How to Host a Last-Minute Dinner Party

Do you want to be the kind of person who throws spur-of-the-moment dinner parties that are totally fabulous? We’ll let you in on a few little secrets to pulling it off.

Who are these fabulous people who entertain their friends over a casual dinner on a Wednesday night, all without weeks of stressing and prepping? Julia Sullivan, chef-owner of oyster bar Henrietta Red, one of Nashville’s standout restaurants at the moment, is certainly one of them. “I’ll usually shoot off texts or emails a couple days beforehand,” says Sullivan. “Come over. The more the merrier.”

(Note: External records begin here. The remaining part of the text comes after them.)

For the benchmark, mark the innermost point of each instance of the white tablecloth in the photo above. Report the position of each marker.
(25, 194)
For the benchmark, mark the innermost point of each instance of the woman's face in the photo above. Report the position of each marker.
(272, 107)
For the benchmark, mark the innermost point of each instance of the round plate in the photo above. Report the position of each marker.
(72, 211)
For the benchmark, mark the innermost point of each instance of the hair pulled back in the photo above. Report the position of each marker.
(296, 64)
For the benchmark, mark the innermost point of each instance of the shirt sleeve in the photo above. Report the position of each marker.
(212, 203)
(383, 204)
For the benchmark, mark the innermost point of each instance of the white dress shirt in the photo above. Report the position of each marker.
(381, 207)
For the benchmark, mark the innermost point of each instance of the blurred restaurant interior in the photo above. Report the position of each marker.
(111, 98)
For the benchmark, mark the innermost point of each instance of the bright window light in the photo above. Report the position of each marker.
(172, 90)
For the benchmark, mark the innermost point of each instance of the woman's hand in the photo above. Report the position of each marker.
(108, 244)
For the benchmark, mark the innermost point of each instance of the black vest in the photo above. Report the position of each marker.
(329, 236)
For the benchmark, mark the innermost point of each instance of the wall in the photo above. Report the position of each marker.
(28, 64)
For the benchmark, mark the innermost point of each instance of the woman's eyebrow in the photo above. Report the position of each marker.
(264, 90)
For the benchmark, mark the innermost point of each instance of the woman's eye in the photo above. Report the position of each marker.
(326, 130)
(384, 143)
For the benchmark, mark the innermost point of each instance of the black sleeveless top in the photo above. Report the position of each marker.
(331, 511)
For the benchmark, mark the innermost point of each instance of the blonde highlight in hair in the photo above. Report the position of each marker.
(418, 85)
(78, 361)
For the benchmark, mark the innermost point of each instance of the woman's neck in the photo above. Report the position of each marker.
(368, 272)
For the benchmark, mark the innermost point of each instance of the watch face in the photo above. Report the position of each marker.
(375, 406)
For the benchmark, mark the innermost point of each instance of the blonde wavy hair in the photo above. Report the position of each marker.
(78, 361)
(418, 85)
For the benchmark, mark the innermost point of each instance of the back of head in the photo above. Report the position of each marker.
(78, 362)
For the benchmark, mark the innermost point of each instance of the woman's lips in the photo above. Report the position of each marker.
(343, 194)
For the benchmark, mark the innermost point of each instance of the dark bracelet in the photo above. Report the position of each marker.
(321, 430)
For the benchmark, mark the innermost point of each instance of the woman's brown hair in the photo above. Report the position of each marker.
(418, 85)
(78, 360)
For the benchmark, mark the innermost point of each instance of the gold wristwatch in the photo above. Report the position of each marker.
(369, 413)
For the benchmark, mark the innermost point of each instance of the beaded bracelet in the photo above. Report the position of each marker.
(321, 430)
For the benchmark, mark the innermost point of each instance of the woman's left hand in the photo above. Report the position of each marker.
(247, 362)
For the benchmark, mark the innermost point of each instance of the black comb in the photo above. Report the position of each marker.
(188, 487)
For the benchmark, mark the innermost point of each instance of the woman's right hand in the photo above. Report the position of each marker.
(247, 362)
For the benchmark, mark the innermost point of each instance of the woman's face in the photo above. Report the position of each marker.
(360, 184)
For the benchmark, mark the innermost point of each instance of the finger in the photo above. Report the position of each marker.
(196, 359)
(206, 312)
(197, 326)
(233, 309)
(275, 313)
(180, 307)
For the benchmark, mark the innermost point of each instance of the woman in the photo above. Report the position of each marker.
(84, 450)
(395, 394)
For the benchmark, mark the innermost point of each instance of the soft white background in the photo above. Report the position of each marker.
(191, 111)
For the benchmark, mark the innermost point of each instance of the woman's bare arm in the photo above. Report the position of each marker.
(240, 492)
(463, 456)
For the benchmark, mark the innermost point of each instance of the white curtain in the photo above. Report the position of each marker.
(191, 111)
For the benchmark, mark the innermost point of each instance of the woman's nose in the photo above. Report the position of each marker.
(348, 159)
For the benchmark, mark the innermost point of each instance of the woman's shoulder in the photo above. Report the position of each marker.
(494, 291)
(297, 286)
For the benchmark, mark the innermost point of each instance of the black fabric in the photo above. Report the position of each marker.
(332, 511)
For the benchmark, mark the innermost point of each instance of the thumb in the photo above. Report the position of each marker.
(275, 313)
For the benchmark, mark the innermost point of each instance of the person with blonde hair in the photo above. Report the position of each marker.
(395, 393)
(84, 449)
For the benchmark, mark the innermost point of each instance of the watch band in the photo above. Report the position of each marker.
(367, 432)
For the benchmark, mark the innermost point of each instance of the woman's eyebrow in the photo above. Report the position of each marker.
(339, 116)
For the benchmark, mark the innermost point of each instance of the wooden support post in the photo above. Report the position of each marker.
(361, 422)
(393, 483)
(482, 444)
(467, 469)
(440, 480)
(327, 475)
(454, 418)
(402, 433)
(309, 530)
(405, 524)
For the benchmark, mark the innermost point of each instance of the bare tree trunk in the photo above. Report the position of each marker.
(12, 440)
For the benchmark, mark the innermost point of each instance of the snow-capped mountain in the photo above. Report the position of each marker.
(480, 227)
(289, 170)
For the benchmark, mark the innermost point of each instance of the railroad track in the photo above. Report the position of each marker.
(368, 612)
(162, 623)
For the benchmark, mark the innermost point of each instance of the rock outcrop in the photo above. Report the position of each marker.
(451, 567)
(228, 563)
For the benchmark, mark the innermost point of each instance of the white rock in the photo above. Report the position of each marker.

Does it seem a little bit unnerving to have guests come over without a real plan in place? Do you literally want to know how she does it? And how you can do it, even if you’re not a chef with a hip restaurant in Nashville? We asked, and Sullivan dished up a handful of pro tips for hosting a I-feel-like-having-people-over-tonight-so-why-not dinner party.

Always Be Prepared

The grocery store trip ahead of a dinner partycan itself be intimidating, especially if you don’t have a lot of spare time. That’s why Sullivan is always stocking up on the building blocks of cooking a solid dinner. “Having a good pantryin place is very strategic,” she says. “You should always have these things on hand: olive oil; chicken stock; a tomato product, either paste or canned.”

Non- and semi-perishables are also key: tinned fish (check out these sardine snack recipes for inspiration), nice cheeses, olives, and crackers, for example, are easy to put out. We’d also add jams, preserves, and fancy condiments to that list; with a little cheese, they can do a lot to dress up simple toast. And pasta; with tinned sardines, capers, tomatoes, olives, and a few other pantry items, it can be a great last-minute meal.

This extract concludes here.